Hannah Mahoney, University of Saskatchewan

Hannah Mahoney1, Briallen Lobb2, Andrew Doxey2, Linfa Wang3, Vikram Misra4, Arinjay Banerjee1,2,4,5,6 1Vaccine and Infectious Disease Organization (VIDO), University of Saskatchewan, Saskatoon, Canada, 2 2Department of Biology, University of Waterloo, Waterloo, Canada. 3Programme in Emerging Infectious Disease, Duke-NUS Medical School, Singapore. 4Department of Veterinary Microbiology, University of Saskatchewan, Saskatoon, Canada. 5Department of Laboratory Medicine and Pathobiology, University of Toronto, Toronto, Canada 6Department of Biochemistry and Molecular Biology, University of British Columbia, BC, Canada.

Suppressing & Conquering

Bats are recognized as reservoir hosts for a diversity of viruses, yet the mechanisms that enable viral persistence without overt disease remain incompletely understood, particularly for DNA viruses. Eptesipox virus is the single member of the Vespertilionpoxvirus family, a novel pox virus isolated from microcheroptan Epetsicus fuscus bats. Here, we investigate host–virus interaction using Eptesicus fuscus cells (Efk3b), Pteropus alecto cells (PaKiT03) and human cells (RPTEC, A549) upon infection with Eptesipox virus (EFPV) as a tractable model to study viral replication, innate immune control, and host tolerance. We broadly hypothesized that bats have evolved both canonical and non-canonical antiviral mechanisms to tolerate infection with bat-derived DNA viruses. Using a combination of replication kinetics, targeted gene expression analyses, and next-generation sequencing, we demonstrate that EFPV establishes a productive infection in both bat and human cells, but that viral replication is more stringently restricted in non-reservoir species.

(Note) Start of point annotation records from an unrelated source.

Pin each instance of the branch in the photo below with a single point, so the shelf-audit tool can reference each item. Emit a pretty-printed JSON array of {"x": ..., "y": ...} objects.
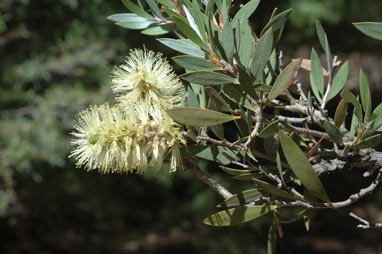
[
  {"x": 365, "y": 224},
  {"x": 211, "y": 182}
]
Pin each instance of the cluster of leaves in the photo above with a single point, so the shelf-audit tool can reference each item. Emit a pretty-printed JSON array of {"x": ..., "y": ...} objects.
[{"x": 279, "y": 129}]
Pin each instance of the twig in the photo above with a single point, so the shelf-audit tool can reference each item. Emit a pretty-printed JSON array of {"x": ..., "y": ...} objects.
[
  {"x": 365, "y": 224},
  {"x": 258, "y": 119},
  {"x": 211, "y": 182}
]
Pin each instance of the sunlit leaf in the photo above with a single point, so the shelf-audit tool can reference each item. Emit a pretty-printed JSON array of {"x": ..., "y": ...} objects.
[
  {"x": 372, "y": 29},
  {"x": 245, "y": 12},
  {"x": 219, "y": 101},
  {"x": 241, "y": 198},
  {"x": 301, "y": 167},
  {"x": 183, "y": 46},
  {"x": 271, "y": 189},
  {"x": 348, "y": 97},
  {"x": 237, "y": 215},
  {"x": 365, "y": 93},
  {"x": 131, "y": 21},
  {"x": 198, "y": 116},
  {"x": 339, "y": 81},
  {"x": 369, "y": 142},
  {"x": 341, "y": 112},
  {"x": 285, "y": 79},
  {"x": 269, "y": 130},
  {"x": 207, "y": 78},
  {"x": 333, "y": 132},
  {"x": 136, "y": 9},
  {"x": 193, "y": 63},
  {"x": 316, "y": 75},
  {"x": 262, "y": 53}
]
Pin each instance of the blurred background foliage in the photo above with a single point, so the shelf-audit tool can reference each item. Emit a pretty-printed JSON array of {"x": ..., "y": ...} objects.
[{"x": 55, "y": 60}]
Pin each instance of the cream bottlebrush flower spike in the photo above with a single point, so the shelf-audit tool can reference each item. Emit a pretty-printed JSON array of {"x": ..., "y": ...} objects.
[
  {"x": 128, "y": 139},
  {"x": 147, "y": 78}
]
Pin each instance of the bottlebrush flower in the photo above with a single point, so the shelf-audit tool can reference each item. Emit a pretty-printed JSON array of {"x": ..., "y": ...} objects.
[
  {"x": 125, "y": 139},
  {"x": 148, "y": 78}
]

Polyinosinic–polycytidylic acid [poly(I:C)] stimulation prior to infection revealed a robust interferon-dependent antiviral response that limits viral replication in Efk3b and human cells, but not in PaKiT03 cells. Poly(I:C) treatment post-infection showed no significant effect on viral replication in any species. Together, these findings suggest that EFPV is highly adapted to its natural reservoir host, Eptesicus fuscus, but that there exists a zoonotic potential for infection in Pteropus alecto bats and potentially, humans.